Wake hopes her JAEH piece will eventually evolve into her third monograph. While Wake is on sabbatical until January 2025, she plans on travelling to Seattle, where she will attend the Association for Asian American Studies Conference as well as spend time in the archives of the Filipino American National Historical Society.  

“Again, because of the incredible diversity that really characterizes the Asian American community, I think it’s important that I study not just East Asian Americans but also Southeast and South Asian Americans including Filipino Americans or Korean Americans or Chinese Americans, Vietnamese or Cambodian Americans. I am trying to look into those different archives so that I can enrich Asian American History of Disability, a subject that I would like to write a book about.” 

In addition to conducting research for her third book project, Wake has recently been featured in various publications where she offers her historical review of the Oscar-winning movie, Oppenheimer, and how the narrative of that movie fails to include voices of Asian and Asian American survivors.
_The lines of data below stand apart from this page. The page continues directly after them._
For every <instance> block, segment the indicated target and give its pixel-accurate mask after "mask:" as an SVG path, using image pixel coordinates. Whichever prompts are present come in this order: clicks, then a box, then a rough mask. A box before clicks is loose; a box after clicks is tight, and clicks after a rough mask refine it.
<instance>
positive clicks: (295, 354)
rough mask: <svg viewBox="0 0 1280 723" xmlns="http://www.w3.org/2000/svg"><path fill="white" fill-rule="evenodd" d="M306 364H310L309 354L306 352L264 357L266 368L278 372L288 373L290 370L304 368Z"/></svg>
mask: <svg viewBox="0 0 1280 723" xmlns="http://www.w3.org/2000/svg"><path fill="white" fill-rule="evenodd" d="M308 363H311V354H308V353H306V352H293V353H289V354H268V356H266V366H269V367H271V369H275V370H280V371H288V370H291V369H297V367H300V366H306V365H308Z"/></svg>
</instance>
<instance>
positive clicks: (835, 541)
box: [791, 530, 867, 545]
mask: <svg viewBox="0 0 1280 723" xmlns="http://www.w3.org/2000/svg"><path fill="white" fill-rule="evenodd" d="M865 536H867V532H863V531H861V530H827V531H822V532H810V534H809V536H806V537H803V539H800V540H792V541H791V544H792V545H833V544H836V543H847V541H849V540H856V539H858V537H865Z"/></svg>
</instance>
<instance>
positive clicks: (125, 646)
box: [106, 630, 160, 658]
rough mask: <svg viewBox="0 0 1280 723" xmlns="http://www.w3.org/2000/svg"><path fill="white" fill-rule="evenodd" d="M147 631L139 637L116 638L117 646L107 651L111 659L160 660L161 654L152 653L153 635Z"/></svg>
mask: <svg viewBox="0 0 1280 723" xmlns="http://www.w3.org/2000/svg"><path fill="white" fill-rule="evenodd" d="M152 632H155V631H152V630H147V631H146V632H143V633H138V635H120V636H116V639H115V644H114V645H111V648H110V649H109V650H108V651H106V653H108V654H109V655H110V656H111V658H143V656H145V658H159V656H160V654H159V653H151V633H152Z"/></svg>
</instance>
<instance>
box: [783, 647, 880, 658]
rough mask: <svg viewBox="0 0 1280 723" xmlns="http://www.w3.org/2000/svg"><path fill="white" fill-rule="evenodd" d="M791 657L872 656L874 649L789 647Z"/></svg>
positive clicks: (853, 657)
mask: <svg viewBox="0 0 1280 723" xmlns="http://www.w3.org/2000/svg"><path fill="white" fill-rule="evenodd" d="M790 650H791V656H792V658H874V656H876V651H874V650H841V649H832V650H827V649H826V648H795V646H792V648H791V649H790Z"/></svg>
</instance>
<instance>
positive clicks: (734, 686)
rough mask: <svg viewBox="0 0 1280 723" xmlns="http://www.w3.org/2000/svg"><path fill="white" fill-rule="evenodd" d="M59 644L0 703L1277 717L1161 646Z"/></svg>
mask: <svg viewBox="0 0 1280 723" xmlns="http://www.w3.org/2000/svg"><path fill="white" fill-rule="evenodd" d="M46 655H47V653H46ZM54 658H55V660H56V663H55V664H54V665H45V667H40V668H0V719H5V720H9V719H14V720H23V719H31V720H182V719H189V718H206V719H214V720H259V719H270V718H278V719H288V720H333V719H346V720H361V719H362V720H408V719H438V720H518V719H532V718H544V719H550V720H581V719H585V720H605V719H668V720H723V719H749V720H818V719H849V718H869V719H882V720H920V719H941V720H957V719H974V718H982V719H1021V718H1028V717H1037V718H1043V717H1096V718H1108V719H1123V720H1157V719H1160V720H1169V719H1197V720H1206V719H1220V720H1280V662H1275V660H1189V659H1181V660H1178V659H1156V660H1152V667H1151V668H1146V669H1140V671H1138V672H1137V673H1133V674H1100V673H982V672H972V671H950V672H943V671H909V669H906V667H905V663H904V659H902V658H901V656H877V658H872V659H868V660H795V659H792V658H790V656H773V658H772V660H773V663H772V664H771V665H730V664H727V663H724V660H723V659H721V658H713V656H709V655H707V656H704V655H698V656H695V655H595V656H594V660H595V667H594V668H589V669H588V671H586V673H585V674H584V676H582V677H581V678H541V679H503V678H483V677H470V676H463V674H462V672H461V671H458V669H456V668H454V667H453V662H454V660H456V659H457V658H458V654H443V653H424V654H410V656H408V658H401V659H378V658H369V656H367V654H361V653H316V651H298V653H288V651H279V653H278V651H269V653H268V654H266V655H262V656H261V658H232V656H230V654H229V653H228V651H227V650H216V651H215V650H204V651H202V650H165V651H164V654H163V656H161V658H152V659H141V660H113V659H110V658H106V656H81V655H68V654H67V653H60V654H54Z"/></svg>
Wake has been featured in the L.A. Times, The Conversation, Vox, and other publications.  

In addition to her role as a professor, Wake served as Director of the Asian Pacific American Studies Program at MSU in 2020-23. She has also received multiple awards during her tenure at MSU including the Oral History Association’s Best Article Award in 2018 for her article “Surviving the Bomb in America: Silent Memories and the Rise of Cross-national Identity,” Pacific Historical Review, Vol. 86 No. 3, August 2017 (pp. 472-509) and the Excellence in Diversity Award, from MSU’s Office of Inclusion and Intercultural Initiatives in 2015. 

Wake said the early support she received when she initially came to MSU is what has helped her elevate her career into where it is now. 

“When I was just beginning my career at Michigan State 19 years ago, I came here in 2005, as a fixed faculty member, and I really was welcomed into the GenCen {the Center for Gender in Global Context} community,” Wake said.  

“It meant a lot to me that there was somebody who paid attention to how I was interested in studying women, gender and sexuality history. That type of exposure really made me realize how deprived I was and how much I was not able to speak my mind in communities that were male dominated. Without the support of my colleagues, I wouldn’t have been able to accomplish the things that I have during my career so far.”